In fact, after deposit of Rs. 34 lacs (Approx.) neither the petitioner, nor the partnership firm has submitted either the bank guarantee or any further portion of the bid money. Accordingly, the Officers of the State in order to safeguard the interest of the State have rightly rejected the bid and cancelled the whole matter lock, stock and barrel. For what I have indicated above, I think no prudent person in a situation of this nature having regard to the fiscal condition of this State would have taken a decision contrary to the decision which has been taken in the instant case and accordingly there is no scope of interference of this Court. 7. In the instant case, having found that an affidavit was purported to have been affirmed by the petitioner while he was in jail custody, I had issued a notice to show cause why steps shall not been taken under Section 340 of the Code of Criminal Procedure.
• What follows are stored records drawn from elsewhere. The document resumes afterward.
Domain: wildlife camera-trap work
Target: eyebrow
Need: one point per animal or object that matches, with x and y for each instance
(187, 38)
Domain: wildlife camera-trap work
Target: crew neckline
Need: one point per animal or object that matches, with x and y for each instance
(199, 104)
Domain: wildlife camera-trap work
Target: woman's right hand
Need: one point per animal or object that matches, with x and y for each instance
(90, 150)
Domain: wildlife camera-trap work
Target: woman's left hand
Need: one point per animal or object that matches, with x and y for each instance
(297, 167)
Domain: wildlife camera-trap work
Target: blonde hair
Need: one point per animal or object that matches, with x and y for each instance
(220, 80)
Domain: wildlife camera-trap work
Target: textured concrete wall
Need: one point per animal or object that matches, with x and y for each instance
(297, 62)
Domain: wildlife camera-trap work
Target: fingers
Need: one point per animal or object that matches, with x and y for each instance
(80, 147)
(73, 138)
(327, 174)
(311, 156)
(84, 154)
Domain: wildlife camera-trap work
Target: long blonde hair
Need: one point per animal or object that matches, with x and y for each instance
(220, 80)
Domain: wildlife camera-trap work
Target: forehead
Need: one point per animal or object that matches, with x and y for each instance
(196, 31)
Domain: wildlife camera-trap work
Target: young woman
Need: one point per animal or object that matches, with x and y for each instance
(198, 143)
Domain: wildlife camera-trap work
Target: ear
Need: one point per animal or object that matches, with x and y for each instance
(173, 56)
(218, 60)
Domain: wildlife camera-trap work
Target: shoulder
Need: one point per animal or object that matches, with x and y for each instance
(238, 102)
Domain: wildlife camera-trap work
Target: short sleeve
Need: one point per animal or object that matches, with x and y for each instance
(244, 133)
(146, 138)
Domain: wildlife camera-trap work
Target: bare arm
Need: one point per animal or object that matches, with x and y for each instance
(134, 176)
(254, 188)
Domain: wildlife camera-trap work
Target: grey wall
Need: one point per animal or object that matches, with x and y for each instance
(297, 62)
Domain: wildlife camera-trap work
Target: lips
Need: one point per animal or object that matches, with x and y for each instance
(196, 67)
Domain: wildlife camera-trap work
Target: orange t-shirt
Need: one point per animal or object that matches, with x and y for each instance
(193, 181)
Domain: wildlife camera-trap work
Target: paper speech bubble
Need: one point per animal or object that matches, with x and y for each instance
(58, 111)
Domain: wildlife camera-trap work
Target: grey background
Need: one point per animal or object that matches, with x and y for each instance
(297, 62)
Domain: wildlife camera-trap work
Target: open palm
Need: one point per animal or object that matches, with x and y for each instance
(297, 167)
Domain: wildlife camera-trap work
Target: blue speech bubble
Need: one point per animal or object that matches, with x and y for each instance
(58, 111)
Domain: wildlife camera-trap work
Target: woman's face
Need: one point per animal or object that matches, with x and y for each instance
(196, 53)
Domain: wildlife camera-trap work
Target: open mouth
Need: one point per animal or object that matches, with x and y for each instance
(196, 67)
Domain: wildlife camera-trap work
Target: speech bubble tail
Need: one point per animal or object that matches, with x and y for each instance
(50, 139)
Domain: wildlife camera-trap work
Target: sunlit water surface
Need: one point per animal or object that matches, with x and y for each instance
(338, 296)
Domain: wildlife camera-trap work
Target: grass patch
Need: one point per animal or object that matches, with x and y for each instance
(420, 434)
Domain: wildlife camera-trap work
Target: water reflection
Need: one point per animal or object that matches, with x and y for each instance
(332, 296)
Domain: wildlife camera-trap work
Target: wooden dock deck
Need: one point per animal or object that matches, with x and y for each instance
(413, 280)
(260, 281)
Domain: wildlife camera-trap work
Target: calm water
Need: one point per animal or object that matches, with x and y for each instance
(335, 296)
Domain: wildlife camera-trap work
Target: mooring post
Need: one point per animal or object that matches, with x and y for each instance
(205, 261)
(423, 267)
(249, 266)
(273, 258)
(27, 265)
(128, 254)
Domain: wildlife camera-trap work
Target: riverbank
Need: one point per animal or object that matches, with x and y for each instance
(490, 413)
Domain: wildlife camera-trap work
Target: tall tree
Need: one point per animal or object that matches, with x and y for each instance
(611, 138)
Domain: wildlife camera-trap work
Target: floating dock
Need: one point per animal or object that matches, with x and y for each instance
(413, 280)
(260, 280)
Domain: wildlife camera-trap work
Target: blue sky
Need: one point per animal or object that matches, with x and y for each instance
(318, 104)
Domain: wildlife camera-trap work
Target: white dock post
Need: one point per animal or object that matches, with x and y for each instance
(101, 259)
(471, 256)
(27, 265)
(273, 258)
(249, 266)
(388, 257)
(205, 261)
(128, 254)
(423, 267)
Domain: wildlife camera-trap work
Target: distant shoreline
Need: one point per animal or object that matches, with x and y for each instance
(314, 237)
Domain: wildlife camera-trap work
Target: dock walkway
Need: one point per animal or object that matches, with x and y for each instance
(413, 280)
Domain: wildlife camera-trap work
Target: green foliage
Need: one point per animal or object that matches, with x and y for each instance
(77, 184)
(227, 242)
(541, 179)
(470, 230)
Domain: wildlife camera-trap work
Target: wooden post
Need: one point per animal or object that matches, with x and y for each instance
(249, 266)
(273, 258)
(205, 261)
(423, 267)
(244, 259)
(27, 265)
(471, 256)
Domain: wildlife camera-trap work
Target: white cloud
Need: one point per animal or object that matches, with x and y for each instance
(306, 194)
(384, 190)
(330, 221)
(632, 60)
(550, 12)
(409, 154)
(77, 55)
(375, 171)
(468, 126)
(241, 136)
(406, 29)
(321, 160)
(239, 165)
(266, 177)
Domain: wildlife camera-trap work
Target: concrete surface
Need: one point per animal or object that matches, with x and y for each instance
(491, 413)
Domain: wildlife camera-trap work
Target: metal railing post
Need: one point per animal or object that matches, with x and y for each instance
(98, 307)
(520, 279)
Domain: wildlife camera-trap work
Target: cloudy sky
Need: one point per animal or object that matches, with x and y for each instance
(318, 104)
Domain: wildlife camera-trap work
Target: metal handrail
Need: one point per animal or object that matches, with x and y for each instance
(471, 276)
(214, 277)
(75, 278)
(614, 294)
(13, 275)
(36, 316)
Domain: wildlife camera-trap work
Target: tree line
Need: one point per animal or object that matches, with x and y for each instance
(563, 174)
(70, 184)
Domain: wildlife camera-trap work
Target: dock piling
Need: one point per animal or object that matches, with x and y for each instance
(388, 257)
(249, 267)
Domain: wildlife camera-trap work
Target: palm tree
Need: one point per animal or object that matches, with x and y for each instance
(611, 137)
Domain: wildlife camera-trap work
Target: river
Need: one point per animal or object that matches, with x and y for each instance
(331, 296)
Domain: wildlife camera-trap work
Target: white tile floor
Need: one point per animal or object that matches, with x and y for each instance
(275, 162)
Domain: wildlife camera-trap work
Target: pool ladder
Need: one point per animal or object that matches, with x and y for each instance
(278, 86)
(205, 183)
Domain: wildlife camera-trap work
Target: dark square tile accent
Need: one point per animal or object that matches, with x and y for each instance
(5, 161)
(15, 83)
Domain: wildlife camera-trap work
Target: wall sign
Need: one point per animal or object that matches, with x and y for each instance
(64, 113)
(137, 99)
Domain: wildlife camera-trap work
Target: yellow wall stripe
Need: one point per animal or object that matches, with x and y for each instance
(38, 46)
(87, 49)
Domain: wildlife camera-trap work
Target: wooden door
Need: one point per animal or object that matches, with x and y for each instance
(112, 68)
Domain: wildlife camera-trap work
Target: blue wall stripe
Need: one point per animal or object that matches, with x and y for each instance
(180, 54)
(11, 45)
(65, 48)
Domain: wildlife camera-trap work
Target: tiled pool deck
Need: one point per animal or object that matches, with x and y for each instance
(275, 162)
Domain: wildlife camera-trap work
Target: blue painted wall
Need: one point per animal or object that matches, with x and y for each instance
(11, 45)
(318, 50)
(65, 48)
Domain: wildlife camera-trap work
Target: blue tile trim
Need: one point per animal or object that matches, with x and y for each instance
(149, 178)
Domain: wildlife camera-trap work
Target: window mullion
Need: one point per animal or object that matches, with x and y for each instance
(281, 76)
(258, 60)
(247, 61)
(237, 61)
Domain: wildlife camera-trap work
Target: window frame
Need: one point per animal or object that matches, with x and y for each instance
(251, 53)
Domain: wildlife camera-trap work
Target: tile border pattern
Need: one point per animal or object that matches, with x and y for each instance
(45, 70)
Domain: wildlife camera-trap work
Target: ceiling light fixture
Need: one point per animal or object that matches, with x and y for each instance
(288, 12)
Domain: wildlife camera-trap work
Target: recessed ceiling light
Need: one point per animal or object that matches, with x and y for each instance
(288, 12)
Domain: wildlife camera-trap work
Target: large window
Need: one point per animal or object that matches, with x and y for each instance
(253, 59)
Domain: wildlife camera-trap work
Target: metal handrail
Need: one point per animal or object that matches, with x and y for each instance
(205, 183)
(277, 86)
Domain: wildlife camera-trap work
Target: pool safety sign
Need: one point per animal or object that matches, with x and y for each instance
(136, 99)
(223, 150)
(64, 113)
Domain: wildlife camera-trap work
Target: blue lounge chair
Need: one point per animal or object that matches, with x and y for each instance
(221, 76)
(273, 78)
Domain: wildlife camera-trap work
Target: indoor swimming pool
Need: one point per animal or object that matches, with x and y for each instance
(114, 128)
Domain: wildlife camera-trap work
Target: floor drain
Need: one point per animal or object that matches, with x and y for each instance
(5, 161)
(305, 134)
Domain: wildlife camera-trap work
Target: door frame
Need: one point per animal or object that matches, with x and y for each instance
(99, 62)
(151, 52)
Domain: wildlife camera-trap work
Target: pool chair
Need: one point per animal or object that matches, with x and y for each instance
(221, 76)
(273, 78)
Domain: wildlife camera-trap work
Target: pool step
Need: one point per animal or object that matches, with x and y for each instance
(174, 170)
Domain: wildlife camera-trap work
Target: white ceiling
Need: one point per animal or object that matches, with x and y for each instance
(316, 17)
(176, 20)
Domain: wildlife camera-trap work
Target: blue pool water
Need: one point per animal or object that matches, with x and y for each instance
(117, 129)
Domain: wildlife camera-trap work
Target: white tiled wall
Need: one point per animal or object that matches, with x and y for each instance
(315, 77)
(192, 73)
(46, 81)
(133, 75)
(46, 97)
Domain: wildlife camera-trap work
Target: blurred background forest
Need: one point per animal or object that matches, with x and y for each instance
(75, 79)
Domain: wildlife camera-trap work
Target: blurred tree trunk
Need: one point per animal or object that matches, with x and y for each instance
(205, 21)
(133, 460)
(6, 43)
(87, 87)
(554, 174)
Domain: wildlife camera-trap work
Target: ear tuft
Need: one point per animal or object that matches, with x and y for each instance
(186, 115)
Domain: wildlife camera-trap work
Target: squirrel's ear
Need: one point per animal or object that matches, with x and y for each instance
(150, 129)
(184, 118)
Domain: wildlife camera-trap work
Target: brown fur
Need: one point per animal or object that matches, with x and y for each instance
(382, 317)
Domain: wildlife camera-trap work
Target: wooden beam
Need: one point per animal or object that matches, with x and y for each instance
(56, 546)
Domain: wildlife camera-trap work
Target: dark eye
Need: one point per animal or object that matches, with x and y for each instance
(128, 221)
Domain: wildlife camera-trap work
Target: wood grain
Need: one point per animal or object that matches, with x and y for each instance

Having regard to the fact that the petitioner is denying each and every signature of his which is being projected by his other partners, it may be possible that the affidavit in question has been signed in fact by the petitioner, though the petitioner is also denying his signature on the said affidavit. Inasmuch as a criminal case relating to the forged signature of the petitioner is pending before the appropriate criminal court, it would not be appropriate on my part to ascertain whether that signature of the petitioner contained in the said affidavit is really a forged signature or not. However, having regard to the fact that the petitioner was undisputedly in jail at the time of affirmation of the said affidavit, it goes without saying that without the petitioner being present the said affidavit was affirmed by someone else, and accordingly the identifier has made untrue representation before the Oath Commissioner. However, inasmuch as none of the parties could take any advantage out of the said affidavit in these proceedings, I am dropping the proceedings initiated under Section 340 of the Code of Criminal Procedure. 8. This disposes of the writ petition.